This book studies major works of literature from classical antiquity to the present that reflect crises in the evolution of Western law: the move from a prelegal to a legal society in The Eumenides, the Christianization of Germanic law in Njal’s Saga, the disenchantment with medieval customary law in Reynard the Fox, the reception of Roman law in a variety of Renaissance texts, the conflict between law and equity in Antigone and The Merchant of Venice, the eighteenth-century codification controversy in the works of Kleist, the modern debate between “pure” and “free” law in Kafka’s The Trial and other fin-de-siècle works, and the effects of totalitarianism, the theory of universal guilt, and anarchism in the twentieth century.
Using principles from the anthropological theory of legal evolution, the book locates the works in their legal contexts and traces through them the gradual dissociation over the centuries of law and morality. It thereby associates and illuminates these masterpieces from an original point of view and contributes a new dimension to the study of literature and law.

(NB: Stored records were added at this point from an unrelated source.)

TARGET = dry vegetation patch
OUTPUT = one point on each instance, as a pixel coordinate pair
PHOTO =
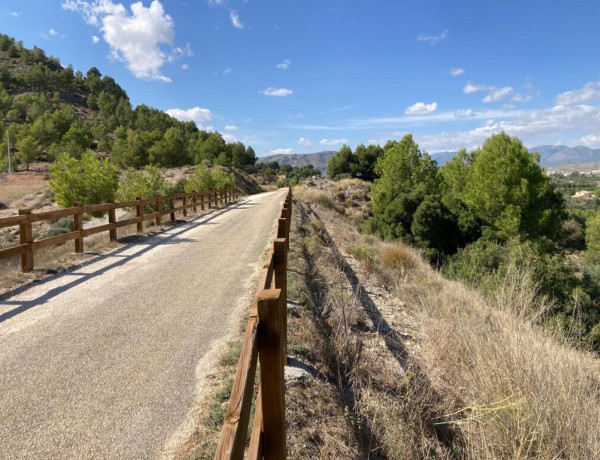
(444, 372)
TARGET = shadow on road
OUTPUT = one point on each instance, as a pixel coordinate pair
(149, 243)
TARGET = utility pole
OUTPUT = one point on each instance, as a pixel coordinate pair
(8, 145)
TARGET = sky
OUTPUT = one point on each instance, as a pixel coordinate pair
(301, 76)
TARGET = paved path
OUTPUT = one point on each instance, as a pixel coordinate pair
(101, 362)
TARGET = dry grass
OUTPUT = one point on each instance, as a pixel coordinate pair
(481, 378)
(315, 196)
(512, 390)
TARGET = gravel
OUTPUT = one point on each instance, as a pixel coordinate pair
(100, 362)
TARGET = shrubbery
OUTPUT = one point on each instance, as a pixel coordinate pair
(204, 178)
(88, 181)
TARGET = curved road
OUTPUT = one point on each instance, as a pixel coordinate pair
(100, 362)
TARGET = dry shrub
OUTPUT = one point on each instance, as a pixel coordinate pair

In contrast to prevailing adherents of Law-and-Literature, this book professes Literature-and-Law, in which the emphasis is historical rather than theoretical, substantive rather than rhetorical, and literary rather than legal. Instead of adducing the literary work to illustrate debates about modern law, this book consults the history of law as an essential aid to the understanding of the literary text and its conflicts.